THEODORA WENDER – Murder Gets a Degree. Avon; paperback original, October 1986.

THEODORA WENDER

   A slim book, at 150 pages (of large print), it still packs a wallop of intensity, emotional drive and impact.

   It is also the second fictional collaboration of Wading River’s chief of police Alden Chase with Glad Gold, female professor of English at Turnbull College, the first being Knight Must Fall (Avon, pbo, 1985), in which the former president of the school was murdered and his body thrown into a pool.

   Wading River is based on a good many New England towns of the same type — this time apparently of the Rhode Island variety. Providence, H. P. Lovecraft’s hometown, is nearby, and witchcraft, black magic and secret covens figure prominently in the death of poor addled Adah Storm, the last descendant of a long line of permanent Wading River residents.

   She even dies on Halloween, but the none of all this has much to do with her murder or the destruction of her home by fire.
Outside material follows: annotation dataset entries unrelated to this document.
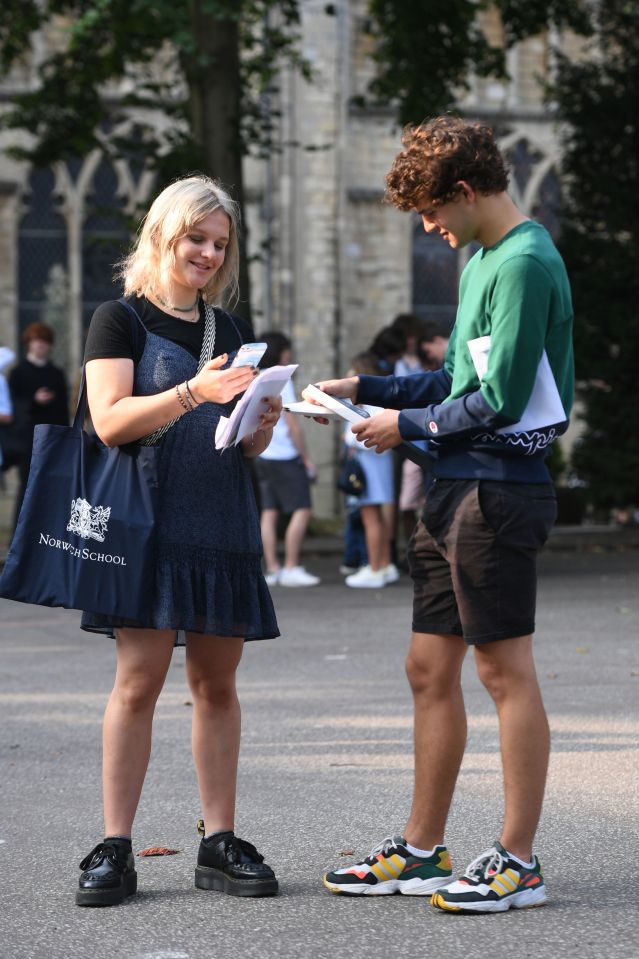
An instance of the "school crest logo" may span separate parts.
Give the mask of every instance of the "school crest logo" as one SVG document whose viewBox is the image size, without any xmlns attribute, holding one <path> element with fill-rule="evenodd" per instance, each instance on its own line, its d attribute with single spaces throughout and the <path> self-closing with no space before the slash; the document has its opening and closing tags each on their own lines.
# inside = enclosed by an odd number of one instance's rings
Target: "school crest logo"
<svg viewBox="0 0 639 959">
<path fill-rule="evenodd" d="M 95 539 L 98 543 L 103 543 L 110 515 L 110 506 L 91 506 L 88 500 L 78 496 L 77 499 L 71 500 L 67 532 L 75 533 L 82 539 Z"/>
</svg>

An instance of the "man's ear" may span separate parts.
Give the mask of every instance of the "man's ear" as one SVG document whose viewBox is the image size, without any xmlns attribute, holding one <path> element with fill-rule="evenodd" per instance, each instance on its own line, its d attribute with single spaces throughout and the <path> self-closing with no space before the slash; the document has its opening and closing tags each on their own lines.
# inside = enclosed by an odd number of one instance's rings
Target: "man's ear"
<svg viewBox="0 0 639 959">
<path fill-rule="evenodd" d="M 457 186 L 460 188 L 461 196 L 465 197 L 470 203 L 477 197 L 477 191 L 466 180 L 458 180 Z"/>
</svg>

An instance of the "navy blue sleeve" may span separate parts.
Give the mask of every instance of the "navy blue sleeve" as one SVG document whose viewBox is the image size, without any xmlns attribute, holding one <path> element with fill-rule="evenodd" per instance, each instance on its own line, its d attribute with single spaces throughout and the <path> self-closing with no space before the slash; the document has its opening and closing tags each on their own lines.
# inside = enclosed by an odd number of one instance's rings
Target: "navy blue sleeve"
<svg viewBox="0 0 639 959">
<path fill-rule="evenodd" d="M 450 393 L 451 382 L 444 368 L 411 376 L 360 376 L 357 402 L 387 410 L 416 409 L 441 403 Z"/>
<path fill-rule="evenodd" d="M 496 430 L 516 422 L 496 413 L 479 390 L 466 393 L 450 403 L 432 403 L 423 409 L 399 414 L 399 432 L 405 440 L 463 439 L 478 430 Z"/>
</svg>

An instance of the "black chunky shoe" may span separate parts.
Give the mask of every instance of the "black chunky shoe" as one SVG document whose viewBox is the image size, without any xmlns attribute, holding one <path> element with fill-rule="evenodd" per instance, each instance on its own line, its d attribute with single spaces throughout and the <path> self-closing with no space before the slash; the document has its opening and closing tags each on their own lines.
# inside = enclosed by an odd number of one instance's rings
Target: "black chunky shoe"
<svg viewBox="0 0 639 959">
<path fill-rule="evenodd" d="M 229 896 L 276 896 L 275 873 L 255 846 L 233 832 L 202 839 L 195 867 L 198 889 L 217 889 Z"/>
<path fill-rule="evenodd" d="M 131 843 L 107 837 L 80 863 L 78 906 L 116 906 L 138 888 Z"/>
</svg>

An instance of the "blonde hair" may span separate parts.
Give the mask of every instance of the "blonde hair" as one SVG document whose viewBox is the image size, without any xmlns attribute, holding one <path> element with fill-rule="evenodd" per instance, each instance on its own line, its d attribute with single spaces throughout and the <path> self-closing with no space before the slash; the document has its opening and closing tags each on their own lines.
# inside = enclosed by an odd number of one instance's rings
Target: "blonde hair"
<svg viewBox="0 0 639 959">
<path fill-rule="evenodd" d="M 239 299 L 239 204 L 207 176 L 176 180 L 155 198 L 142 220 L 132 251 L 117 267 L 116 276 L 124 281 L 125 296 L 159 293 L 168 303 L 175 244 L 216 210 L 222 210 L 229 218 L 229 242 L 224 263 L 200 292 L 206 303 L 236 303 Z"/>
</svg>

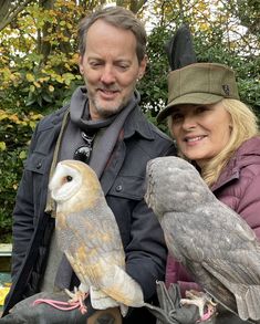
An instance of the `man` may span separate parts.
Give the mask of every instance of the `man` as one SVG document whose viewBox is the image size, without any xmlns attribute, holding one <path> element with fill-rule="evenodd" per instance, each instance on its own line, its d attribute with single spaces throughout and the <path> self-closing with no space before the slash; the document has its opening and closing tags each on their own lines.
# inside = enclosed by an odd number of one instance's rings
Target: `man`
<svg viewBox="0 0 260 324">
<path fill-rule="evenodd" d="M 53 169 L 63 159 L 81 159 L 100 177 L 122 236 L 126 272 L 141 285 L 145 301 L 153 300 L 156 280 L 164 279 L 166 247 L 143 199 L 144 179 L 146 163 L 175 154 L 175 147 L 138 107 L 135 86 L 146 69 L 144 27 L 131 11 L 112 7 L 83 19 L 79 36 L 85 86 L 34 132 L 13 212 L 13 284 L 4 315 L 40 291 L 53 293 L 79 284 L 56 245 L 55 208 L 48 195 Z M 155 318 L 136 309 L 123 323 L 134 321 L 153 323 Z M 59 322 L 48 318 L 46 323 Z"/>
</svg>

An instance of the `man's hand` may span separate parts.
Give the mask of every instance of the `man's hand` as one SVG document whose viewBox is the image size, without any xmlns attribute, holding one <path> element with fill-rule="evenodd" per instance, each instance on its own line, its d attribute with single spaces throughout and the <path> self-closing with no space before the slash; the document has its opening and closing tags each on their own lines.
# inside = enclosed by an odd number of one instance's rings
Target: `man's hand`
<svg viewBox="0 0 260 324">
<path fill-rule="evenodd" d="M 146 307 L 157 317 L 157 324 L 195 324 L 199 320 L 199 311 L 195 305 L 180 305 L 180 291 L 177 284 L 167 290 L 165 283 L 157 282 L 157 296 L 160 307 L 146 304 Z M 215 324 L 216 318 L 209 318 L 205 324 Z"/>
</svg>

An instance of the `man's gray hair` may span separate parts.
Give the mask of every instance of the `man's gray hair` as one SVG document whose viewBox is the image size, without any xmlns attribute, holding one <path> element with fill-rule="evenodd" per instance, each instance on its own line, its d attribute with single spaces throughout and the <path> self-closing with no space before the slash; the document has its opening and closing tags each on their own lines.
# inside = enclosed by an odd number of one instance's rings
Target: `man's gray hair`
<svg viewBox="0 0 260 324">
<path fill-rule="evenodd" d="M 138 62 L 144 59 L 146 52 L 147 35 L 144 24 L 135 14 L 122 7 L 106 7 L 98 9 L 91 15 L 83 18 L 79 24 L 79 50 L 83 56 L 86 48 L 86 34 L 91 25 L 98 19 L 124 30 L 129 30 L 136 38 L 136 55 Z"/>
</svg>

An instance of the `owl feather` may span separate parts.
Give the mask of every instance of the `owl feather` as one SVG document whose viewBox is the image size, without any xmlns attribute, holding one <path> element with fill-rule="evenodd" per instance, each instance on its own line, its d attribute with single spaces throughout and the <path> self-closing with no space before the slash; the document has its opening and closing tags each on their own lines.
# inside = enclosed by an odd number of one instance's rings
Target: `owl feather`
<svg viewBox="0 0 260 324">
<path fill-rule="evenodd" d="M 94 170 L 77 160 L 58 164 L 50 182 L 56 201 L 58 243 L 89 291 L 94 309 L 144 304 L 139 284 L 125 272 L 125 253 L 115 217 Z"/>
<path fill-rule="evenodd" d="M 160 157 L 147 165 L 147 205 L 169 252 L 216 301 L 241 320 L 260 320 L 260 242 L 221 203 L 189 163 Z"/>
</svg>

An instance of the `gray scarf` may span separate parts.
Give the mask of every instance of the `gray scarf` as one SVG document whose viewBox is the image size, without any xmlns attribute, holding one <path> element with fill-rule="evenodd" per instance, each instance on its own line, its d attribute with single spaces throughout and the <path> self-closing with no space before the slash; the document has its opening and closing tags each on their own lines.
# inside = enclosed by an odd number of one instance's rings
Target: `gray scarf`
<svg viewBox="0 0 260 324">
<path fill-rule="evenodd" d="M 125 119 L 127 118 L 129 113 L 138 105 L 139 94 L 136 91 L 124 109 L 122 109 L 116 116 L 101 122 L 93 122 L 84 118 L 84 115 L 86 115 L 85 112 L 87 107 L 87 102 L 89 98 L 86 96 L 85 87 L 76 88 L 71 100 L 71 123 L 67 124 L 67 128 L 62 139 L 63 145 L 61 145 L 60 159 L 72 158 L 75 148 L 75 140 L 73 138 L 79 138 L 80 129 L 87 132 L 94 128 L 107 127 L 108 125 L 103 136 L 98 140 L 95 149 L 92 151 L 90 160 L 90 166 L 94 169 L 97 177 L 101 178 L 105 169 L 106 163 L 115 147 L 116 140 L 119 136 L 119 132 L 124 126 Z M 75 132 L 77 136 L 75 136 Z M 65 145 L 66 143 L 70 143 L 70 146 Z M 65 149 L 67 147 L 70 147 L 71 151 Z M 72 274 L 73 270 L 64 255 L 56 272 L 55 286 L 59 286 L 60 289 L 69 288 Z"/>
</svg>

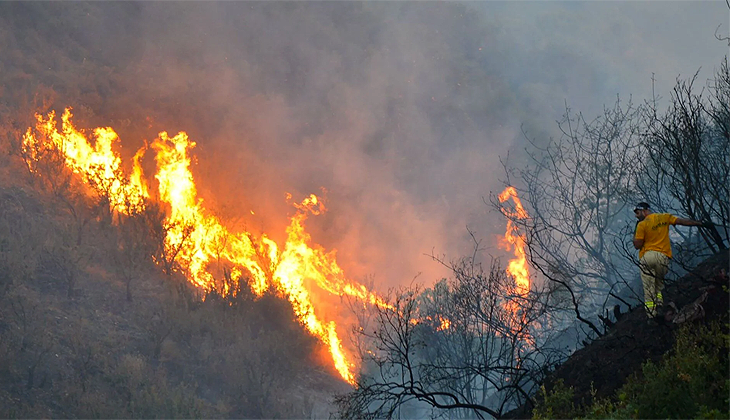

The motive lies elsewhere, for which I give thanks, as in the context of detective fiction I often find sorcery and contact with evil spirits invariably making for barely tolerable reading.

THEODORA WENDER

   As another of the new authors recently published by Avon, Theodora Wender does a capable job of misleading the reader with the real clues uncovered by Chase and Gold, but any reader who is paying attention should easily decipher the killer’s identity.

   The occasional propensity for using four-letter words seems misplaced in this particular setting and type of story, however, and I while I am happy for Chase and Gold’s delight in each other, I found their tendency to jump into bed (or the equivalent) at every opportunity (so to speak, and hardly explicitly) something I’d somehow (curiously) rather they’d do off-page.

— From Mystery.File 1, January 1987 (revised).



[UPDATE] 11-27-08.   I know a little more about the author than I did in 1987. The two books were the only two mysteries she wrote, and from Al Hubin’s Crime Fiction IV we learn that the author’s real name was Dorothea S. Wender. She was born in 1934 and died in 2003.

   This helped me use Google to good advantage, allowing me to discover that “Dorothea Schmidt Wender was born in 1934 in Ohio and graduated from Radcliffe College, and then went to the University of Minnesota and Harvard University. She has been Associate Professor and Chairman of the Department of Classics at Wheaton College, Massachusetts. Her publications include book reviews and scholarly articles.”

   One of her scholarly publications was a translation of a book by ancient Greek authors Hesiod and Theognis: Theogony, Works and Days, and Elegies (Penguin Classics).

   I confess that at this relatively late date I do not remember much about the book, but what I said at the time makes me (a) feel like reading it again, and (b) wish that there had been more in the series.